Pendant ses six années au Louvre (dont un stage de fin d’études dans les musées du Vatican à Rome), Philippe Mendes comprend quelque chose qui sera décisif pour la suite de sa vie professionnelle : « je suis Portugais ». Ce que son nom n’avait pourtant jamais dissimulé, soudain, lui sautait aux yeux. Dès lors, en même temps que cette épiphanie, une autre, plus désagréable, lui vient : sa méconnaissance est abyssale. La sienne et celle des autres, futurs conservateurs ; personne ne connaît l’art portugais. « Je ne savais pas grand-chose mis à part mes quelques visites avec mes parents dans les musées et châteaux portugais » confie Philippe Mendes.
Il existe une école portugaise méconnue mais à découvrir.
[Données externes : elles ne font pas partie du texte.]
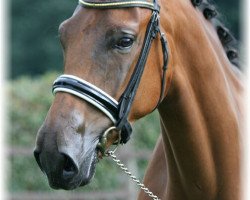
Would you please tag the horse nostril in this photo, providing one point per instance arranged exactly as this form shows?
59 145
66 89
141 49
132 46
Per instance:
37 157
69 168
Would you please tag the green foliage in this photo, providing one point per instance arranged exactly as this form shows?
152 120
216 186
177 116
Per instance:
35 46
29 101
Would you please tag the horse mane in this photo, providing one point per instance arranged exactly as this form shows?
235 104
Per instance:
228 41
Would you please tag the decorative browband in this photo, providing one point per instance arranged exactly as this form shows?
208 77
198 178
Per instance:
119 4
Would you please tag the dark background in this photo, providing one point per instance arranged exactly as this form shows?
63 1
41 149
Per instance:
35 47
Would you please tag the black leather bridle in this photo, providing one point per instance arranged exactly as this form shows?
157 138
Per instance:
118 111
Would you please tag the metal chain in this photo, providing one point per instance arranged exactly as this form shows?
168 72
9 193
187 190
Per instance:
137 181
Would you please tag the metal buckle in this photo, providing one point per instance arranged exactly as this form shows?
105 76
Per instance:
101 146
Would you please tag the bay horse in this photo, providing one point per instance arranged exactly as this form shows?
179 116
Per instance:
124 59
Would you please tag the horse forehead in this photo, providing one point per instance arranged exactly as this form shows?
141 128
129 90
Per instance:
108 17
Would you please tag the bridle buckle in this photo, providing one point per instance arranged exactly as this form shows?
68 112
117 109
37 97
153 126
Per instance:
101 147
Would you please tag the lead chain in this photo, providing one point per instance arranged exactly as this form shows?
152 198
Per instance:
137 181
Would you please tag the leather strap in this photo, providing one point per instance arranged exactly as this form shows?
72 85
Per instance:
118 111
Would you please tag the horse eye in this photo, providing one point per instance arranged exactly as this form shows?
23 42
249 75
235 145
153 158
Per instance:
124 43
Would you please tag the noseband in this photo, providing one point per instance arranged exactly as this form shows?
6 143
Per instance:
118 111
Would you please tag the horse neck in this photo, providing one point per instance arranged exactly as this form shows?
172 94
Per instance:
200 115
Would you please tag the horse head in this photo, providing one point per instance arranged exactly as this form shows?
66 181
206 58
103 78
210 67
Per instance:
101 50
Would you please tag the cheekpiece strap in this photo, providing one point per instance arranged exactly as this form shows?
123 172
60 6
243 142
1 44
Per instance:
120 4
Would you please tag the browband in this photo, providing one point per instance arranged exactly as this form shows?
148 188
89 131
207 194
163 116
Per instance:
120 4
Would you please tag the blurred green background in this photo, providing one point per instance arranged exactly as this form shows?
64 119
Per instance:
35 61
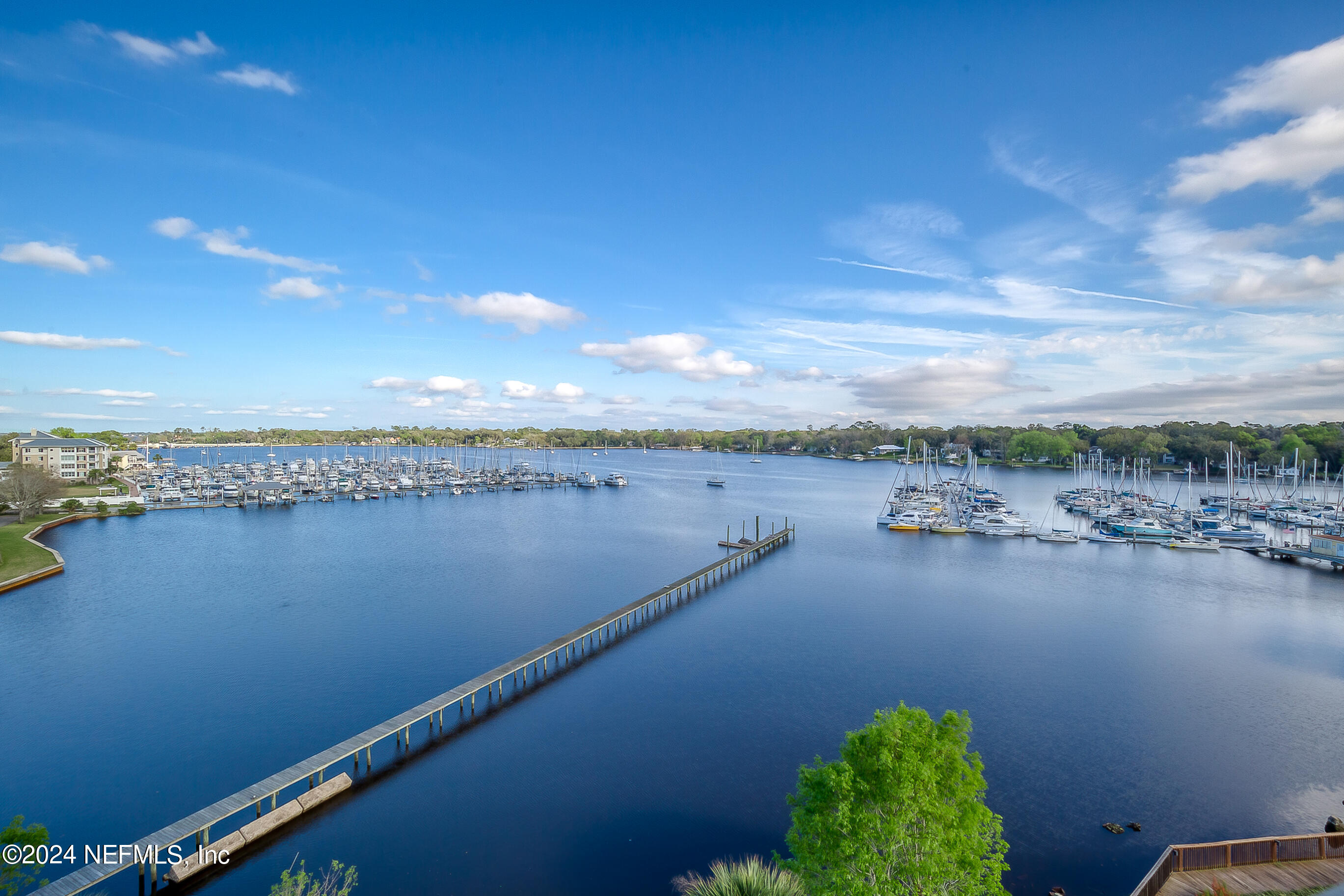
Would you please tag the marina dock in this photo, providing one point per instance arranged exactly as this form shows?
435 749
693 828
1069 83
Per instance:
543 663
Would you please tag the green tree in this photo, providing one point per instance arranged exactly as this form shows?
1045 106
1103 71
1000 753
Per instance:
901 813
1035 444
336 880
27 488
15 878
752 876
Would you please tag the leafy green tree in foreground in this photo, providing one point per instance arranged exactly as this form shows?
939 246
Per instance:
901 813
749 878
27 488
336 880
15 878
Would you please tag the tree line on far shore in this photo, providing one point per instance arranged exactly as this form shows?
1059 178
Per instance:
1187 442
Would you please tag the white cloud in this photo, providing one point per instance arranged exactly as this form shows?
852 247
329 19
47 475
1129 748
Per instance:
57 340
100 393
1324 210
1102 344
221 242
161 54
937 384
1297 84
250 76
62 258
562 394
144 49
174 227
1232 267
1073 186
1308 391
806 374
905 236
432 386
297 288
842 335
1300 154
672 353
526 312
54 415
202 46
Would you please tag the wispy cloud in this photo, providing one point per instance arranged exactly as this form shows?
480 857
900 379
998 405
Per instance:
222 242
1297 84
301 288
101 393
1308 391
54 415
910 237
432 386
682 353
250 76
939 384
62 258
1308 85
525 311
1075 186
57 340
562 394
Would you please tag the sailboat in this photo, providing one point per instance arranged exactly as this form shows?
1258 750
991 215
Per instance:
715 473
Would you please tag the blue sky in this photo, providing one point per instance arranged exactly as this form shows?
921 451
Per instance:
765 216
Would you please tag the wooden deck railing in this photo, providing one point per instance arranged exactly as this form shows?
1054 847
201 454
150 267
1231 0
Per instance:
1230 853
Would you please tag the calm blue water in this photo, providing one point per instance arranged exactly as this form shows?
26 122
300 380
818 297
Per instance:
188 653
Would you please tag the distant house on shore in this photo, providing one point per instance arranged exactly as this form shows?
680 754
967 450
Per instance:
128 460
66 459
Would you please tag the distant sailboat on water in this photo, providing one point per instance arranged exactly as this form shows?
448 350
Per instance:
715 472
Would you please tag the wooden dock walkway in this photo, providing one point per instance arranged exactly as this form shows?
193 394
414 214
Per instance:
542 661
1254 866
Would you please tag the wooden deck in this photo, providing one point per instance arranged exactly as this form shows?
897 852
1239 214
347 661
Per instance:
1256 866
1257 879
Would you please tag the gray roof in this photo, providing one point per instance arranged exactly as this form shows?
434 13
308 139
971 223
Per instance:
46 440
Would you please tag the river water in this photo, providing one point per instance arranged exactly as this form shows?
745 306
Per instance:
186 654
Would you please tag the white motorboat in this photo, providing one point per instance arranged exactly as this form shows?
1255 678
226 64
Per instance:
1195 544
1058 538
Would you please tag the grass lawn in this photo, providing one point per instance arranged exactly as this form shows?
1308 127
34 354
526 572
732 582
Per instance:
18 557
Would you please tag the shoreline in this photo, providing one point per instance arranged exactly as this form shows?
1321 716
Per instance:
30 537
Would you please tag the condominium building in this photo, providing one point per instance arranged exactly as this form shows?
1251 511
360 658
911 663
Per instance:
68 459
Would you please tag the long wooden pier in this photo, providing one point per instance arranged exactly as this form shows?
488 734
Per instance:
542 661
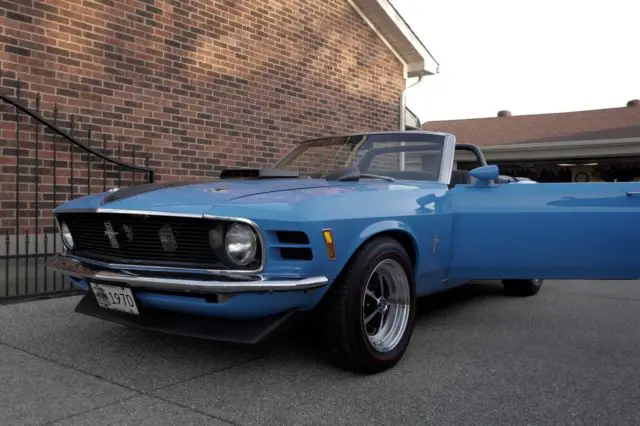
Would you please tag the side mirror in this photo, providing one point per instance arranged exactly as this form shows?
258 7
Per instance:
484 174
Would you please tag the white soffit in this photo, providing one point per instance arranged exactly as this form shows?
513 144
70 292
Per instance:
385 20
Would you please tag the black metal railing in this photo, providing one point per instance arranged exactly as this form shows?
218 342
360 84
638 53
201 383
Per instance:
41 166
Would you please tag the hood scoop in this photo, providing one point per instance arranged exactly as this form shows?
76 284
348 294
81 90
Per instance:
257 174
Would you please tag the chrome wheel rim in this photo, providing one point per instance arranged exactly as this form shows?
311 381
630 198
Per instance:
386 305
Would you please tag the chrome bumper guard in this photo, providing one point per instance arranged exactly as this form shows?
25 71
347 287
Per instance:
77 269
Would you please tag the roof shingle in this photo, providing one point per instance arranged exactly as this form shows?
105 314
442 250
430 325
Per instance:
612 123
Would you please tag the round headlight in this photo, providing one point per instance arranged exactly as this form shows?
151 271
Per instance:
67 239
241 244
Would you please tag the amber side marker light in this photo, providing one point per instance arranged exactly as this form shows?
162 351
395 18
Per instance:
328 240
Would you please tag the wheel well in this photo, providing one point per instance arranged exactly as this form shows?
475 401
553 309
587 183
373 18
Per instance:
402 237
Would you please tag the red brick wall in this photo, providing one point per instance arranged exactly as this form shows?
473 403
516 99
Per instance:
199 84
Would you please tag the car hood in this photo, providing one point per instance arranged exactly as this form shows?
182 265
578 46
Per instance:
195 197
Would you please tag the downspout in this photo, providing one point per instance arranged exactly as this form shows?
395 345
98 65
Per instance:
403 118
403 105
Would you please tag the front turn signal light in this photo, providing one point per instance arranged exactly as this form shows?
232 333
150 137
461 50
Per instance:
328 241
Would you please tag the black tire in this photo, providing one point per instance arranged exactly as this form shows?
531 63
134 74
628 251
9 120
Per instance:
521 288
339 317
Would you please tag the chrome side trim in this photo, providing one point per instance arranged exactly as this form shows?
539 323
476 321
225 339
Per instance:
76 269
246 221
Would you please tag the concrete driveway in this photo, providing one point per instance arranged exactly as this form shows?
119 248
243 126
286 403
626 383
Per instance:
569 355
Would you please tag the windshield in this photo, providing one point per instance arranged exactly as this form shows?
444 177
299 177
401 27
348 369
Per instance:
403 155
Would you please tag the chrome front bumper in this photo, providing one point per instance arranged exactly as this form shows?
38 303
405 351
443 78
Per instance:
77 269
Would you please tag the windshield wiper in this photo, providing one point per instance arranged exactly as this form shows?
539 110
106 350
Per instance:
353 174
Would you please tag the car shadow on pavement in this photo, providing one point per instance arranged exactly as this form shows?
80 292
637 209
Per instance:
450 301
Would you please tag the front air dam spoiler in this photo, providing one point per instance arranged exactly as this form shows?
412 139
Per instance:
247 331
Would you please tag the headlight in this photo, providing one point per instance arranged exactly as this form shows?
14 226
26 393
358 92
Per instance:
67 239
241 244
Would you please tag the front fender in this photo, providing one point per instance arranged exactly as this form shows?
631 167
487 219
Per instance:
379 228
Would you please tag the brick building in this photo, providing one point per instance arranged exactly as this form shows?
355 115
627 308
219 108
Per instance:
583 146
197 84
204 84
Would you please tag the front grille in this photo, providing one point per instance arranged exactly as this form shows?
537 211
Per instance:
140 240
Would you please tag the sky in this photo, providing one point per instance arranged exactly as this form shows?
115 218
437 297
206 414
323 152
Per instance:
531 57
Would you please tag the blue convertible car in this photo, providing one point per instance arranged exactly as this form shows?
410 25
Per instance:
346 231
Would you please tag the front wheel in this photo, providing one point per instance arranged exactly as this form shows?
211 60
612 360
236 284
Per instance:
367 317
522 288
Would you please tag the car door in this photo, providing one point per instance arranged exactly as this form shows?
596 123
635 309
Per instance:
546 230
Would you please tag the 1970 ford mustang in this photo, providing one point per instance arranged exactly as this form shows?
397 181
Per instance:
347 231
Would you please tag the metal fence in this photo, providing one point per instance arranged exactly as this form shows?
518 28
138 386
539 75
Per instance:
45 162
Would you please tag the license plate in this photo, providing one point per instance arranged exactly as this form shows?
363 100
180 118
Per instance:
115 298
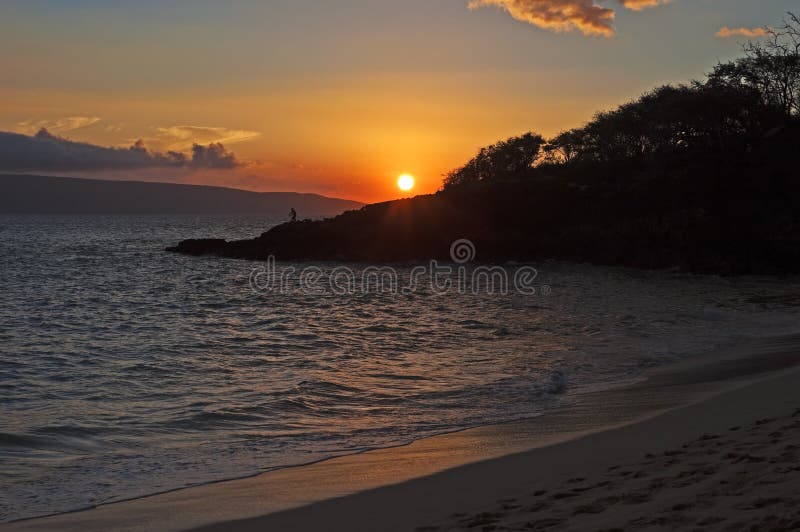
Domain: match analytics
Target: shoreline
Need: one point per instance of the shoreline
(278, 492)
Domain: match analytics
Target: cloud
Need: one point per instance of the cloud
(638, 5)
(59, 125)
(727, 32)
(183, 137)
(212, 156)
(585, 16)
(46, 152)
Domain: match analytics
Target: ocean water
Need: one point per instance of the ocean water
(127, 371)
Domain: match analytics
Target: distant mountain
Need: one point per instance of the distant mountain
(31, 194)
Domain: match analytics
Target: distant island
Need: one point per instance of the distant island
(703, 177)
(32, 194)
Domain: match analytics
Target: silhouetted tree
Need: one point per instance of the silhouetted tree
(507, 160)
(771, 68)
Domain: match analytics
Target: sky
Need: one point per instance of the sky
(337, 97)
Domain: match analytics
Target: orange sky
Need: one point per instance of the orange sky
(341, 98)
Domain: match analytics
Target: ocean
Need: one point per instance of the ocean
(126, 370)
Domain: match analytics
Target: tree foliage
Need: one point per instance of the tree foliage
(730, 112)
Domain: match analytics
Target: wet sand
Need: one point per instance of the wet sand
(698, 442)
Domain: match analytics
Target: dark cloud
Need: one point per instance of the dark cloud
(49, 153)
(212, 156)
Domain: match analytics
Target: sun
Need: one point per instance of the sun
(405, 182)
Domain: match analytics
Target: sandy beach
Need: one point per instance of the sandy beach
(708, 445)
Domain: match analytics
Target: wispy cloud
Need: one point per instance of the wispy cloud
(184, 136)
(58, 125)
(46, 152)
(638, 5)
(727, 32)
(586, 16)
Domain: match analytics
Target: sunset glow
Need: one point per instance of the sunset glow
(405, 182)
(340, 109)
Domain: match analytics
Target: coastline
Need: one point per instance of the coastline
(464, 468)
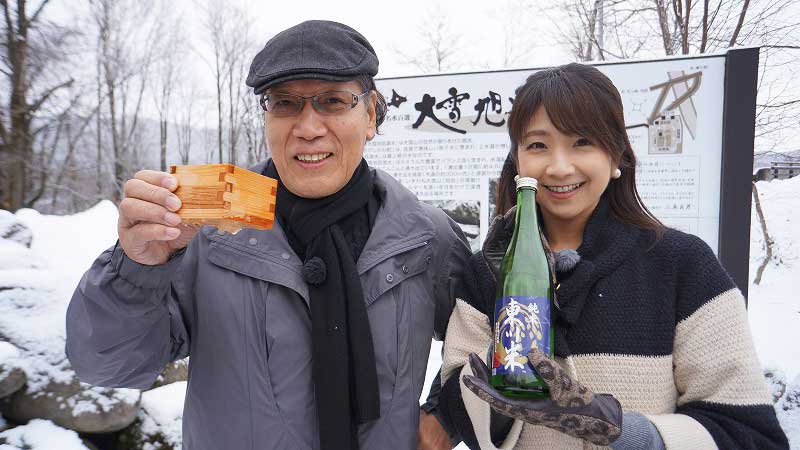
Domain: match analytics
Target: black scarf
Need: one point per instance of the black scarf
(328, 234)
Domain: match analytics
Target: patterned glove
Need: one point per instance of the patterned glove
(571, 408)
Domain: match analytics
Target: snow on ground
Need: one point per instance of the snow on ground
(162, 412)
(32, 316)
(64, 247)
(773, 307)
(40, 435)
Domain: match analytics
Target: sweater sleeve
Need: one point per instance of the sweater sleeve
(723, 401)
(126, 321)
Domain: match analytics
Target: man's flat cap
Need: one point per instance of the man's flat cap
(316, 49)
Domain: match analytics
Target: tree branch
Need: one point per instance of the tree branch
(38, 103)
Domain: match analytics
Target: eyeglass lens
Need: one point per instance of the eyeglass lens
(327, 103)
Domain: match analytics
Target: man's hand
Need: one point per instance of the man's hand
(432, 435)
(149, 230)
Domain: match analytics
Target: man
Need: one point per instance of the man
(314, 334)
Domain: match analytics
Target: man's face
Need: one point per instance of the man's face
(316, 154)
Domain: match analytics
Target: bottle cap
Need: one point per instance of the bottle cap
(529, 182)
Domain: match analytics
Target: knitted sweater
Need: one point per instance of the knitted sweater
(661, 326)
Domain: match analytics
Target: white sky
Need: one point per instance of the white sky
(395, 26)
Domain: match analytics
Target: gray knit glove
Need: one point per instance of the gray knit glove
(638, 433)
(571, 408)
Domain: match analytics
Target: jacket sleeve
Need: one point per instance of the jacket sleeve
(126, 321)
(464, 415)
(448, 282)
(723, 401)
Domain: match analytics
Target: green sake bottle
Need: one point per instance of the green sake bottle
(524, 301)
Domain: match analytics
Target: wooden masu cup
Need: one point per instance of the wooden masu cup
(225, 196)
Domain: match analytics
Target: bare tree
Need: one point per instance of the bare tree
(30, 50)
(167, 71)
(440, 44)
(184, 119)
(127, 32)
(628, 28)
(237, 48)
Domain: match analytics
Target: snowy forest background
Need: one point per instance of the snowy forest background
(93, 90)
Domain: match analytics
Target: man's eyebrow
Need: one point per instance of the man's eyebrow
(536, 132)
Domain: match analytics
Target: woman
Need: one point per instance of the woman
(647, 314)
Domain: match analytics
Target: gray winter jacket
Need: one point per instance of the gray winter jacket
(239, 306)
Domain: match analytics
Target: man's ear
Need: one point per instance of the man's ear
(372, 115)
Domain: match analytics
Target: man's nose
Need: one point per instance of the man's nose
(310, 124)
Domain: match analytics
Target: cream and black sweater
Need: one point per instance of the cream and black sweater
(660, 326)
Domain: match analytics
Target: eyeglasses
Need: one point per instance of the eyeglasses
(286, 105)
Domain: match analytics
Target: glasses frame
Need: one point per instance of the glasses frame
(264, 101)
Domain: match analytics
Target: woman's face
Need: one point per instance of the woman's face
(572, 171)
(335, 143)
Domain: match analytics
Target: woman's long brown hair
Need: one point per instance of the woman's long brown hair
(580, 101)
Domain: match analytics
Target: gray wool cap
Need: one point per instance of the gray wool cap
(315, 49)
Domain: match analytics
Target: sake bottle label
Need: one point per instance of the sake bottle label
(522, 323)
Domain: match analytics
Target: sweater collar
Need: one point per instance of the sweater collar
(606, 244)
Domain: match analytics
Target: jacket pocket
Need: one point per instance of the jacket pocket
(390, 313)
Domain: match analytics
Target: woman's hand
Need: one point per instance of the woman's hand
(571, 408)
Le XVIe siècle portugais est une véritable école. Par la suite, la peinture portugaise suit les courants espagnols, français et italiens. Mais pas au XVIe : on les appelle les « primitivos » portugais
Quand on lui pose la question, le collectionneur et marchand d’art ne s’explique pas tout à fait cette inculture. Des problèmes d’éducation artistique au mauvais travail des professionnels portugais, en passant par le manque d’échanges et de dialogues entre les musées lusitaniens et internationaux, Philippe Mendes cherche aujourd’hui à réparer ces liens et à rattraper les retards.
En 2016, Philippe Mendes offre au Musée du Louvre un tableau de Josefa de Óbidos. La peintre portugaise, considérée comme la plus importante du XVIIe, trône alors dans la salle des peintures espagnoles aux côtés d’une toile de son père, Baltazar Gomes Figueira – toile qui avait été léguée à l’institution parisienne par un couple français dans les années 1980. Depuis sa donation, Philippe Mendes a observé un effet inespéré : tous les musées américains cherchent désormais des Josefa de Óbidos. Les toiles de la Portugaise jusqu’alors d’une « valeur financière raisonnable » voient leur prix quintupler. Le processus est simple : « plus on parle et plus on internationalise la peinture portugaise, plus elle sera reconnue » et demandée.
Philippe Mendes se lance dans une mission : faire acheter au Louvre sa première toile portugaise. Après six mois de négociations – et une histoire rocambolesque à découvrir en écoutant l’entretien ci-dessus – en octobre 2023, le marchand d’art vend alors à l’institution muséologique une splendide huile sur panneau, une Résurrection du Christ peinte vers 1540 par Cristóvão de Figueiredo et Garcia Fernandes. Un bijou de la renaissance portugaise. C’est une victoire pour le galeriste.
Le fait que le Louvre consacre une partie de son budget d’acquisition pour acheter une œuvre portugaise, est un signe très important que l’institution parisienne lance au monde.
Philippe Mendes dit être dans la bonne direction. Malgré des difficultés souvent rencontrées – d’ordre diplomatiques, financières ou encore politiques, notamment du côté portugais – le galeriste travaille dans un seul sens : « ouvrir les portes de la peinture portugaise à l’international ».
Alors, pour l’aider à débroussailler le terrain, l’ALFA 10/13 lui ouvre son micro.